A data.table of detection statistics from the detector to be time-shifted (e.g., H1). Must contain time and a P0 column.

ref.proc

A data.table of detection statistics from the reference detector (e.g., L1). Must contain time and a P0 column.

n_shift

Optional integer. Number of samples to cyclically shift shift.proc in time.

window_size

Integer. The size of each coincidence window (number of samples).

overlap

Numeric (default: 0.5). Overlap ratio between consecutive windows. Must be between 0 and 1.

step_size

Integer. Step size between windows.
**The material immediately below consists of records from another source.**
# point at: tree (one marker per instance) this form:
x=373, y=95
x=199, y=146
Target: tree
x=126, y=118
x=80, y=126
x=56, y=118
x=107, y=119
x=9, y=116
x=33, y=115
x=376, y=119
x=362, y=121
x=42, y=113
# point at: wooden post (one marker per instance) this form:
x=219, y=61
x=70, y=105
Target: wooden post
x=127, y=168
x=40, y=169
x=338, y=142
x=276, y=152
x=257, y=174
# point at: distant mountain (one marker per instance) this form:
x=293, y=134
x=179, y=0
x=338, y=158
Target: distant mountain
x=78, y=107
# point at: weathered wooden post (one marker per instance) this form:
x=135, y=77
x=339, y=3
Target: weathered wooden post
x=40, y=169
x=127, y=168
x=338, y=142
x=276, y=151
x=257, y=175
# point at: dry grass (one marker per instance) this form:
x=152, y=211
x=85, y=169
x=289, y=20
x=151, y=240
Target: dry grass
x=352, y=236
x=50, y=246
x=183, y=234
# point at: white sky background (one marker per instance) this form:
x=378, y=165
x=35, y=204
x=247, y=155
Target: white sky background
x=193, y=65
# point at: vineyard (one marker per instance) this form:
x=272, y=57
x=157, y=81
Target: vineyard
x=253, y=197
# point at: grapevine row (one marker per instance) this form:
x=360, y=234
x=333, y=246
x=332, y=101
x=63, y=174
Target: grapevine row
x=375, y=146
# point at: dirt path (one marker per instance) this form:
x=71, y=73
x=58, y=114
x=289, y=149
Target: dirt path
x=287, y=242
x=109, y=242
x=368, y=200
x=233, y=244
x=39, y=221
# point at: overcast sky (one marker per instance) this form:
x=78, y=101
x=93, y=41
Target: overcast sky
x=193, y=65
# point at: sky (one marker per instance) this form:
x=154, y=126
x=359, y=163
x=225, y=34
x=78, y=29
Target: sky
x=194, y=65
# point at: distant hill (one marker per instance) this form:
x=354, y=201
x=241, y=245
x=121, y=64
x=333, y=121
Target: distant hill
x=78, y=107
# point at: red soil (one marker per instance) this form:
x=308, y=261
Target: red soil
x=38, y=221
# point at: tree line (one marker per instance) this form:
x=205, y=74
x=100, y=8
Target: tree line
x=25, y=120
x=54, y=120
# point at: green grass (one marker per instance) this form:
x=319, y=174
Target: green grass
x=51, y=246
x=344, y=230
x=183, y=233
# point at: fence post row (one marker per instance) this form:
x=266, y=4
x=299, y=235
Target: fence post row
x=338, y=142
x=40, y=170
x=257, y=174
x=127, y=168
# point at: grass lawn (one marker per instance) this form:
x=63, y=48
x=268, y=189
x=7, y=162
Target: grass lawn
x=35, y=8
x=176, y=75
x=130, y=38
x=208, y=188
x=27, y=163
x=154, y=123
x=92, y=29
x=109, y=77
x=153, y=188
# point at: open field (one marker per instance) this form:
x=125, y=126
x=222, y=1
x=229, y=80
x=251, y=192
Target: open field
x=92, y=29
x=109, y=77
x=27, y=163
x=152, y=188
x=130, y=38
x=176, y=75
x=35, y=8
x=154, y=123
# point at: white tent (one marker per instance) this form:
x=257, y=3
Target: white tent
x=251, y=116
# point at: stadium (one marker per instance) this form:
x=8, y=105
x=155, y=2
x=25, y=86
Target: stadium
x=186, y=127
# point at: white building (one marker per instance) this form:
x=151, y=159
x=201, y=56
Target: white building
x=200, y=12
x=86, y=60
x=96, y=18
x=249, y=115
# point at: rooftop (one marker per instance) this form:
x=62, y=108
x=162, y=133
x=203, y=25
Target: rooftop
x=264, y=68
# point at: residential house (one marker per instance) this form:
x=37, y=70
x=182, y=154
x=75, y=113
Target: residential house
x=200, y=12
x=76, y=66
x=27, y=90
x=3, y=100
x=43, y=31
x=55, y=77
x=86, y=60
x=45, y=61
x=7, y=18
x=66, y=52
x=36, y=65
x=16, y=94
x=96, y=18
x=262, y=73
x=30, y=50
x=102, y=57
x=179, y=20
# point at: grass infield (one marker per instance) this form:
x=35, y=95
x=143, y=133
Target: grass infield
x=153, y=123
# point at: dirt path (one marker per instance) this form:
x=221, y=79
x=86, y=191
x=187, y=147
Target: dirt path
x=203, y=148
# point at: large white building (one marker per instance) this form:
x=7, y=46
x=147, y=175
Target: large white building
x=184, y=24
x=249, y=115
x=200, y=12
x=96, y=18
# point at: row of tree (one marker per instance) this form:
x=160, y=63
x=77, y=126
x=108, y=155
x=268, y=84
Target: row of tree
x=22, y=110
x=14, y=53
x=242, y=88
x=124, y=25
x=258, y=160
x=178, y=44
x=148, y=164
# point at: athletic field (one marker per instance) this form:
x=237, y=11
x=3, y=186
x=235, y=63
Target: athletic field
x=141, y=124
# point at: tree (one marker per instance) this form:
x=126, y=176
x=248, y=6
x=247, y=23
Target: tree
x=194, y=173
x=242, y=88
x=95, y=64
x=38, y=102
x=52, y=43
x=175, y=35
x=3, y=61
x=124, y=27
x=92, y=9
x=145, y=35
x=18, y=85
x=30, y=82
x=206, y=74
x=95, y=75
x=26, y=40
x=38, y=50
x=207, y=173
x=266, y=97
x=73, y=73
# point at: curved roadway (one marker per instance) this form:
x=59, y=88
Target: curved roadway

Defaults to (1 - overlap) * window_size.

mean.func

A function or a named list of functions to aggregate P0 values within a window (e.g., har.mean, mean).

p_col

Character. Name of the P0 column in both shift.proc and ref.proc.

return

Integer. Controls the output format: 1: return the aggregated coincidence result only. 2: return a list with both joined time-aligned samples and the final result.

Value

Depending on the value of return, either a data.table of coincidence results, or a list containing both joined and result tables.

Details

The function first aligns and optionally shifts the time series from one detector, joins them on the time column, bins the data into overlapping windows, applies an aggregation function to the P0 values, and computes the joint P0 by multiplying the aggregated values.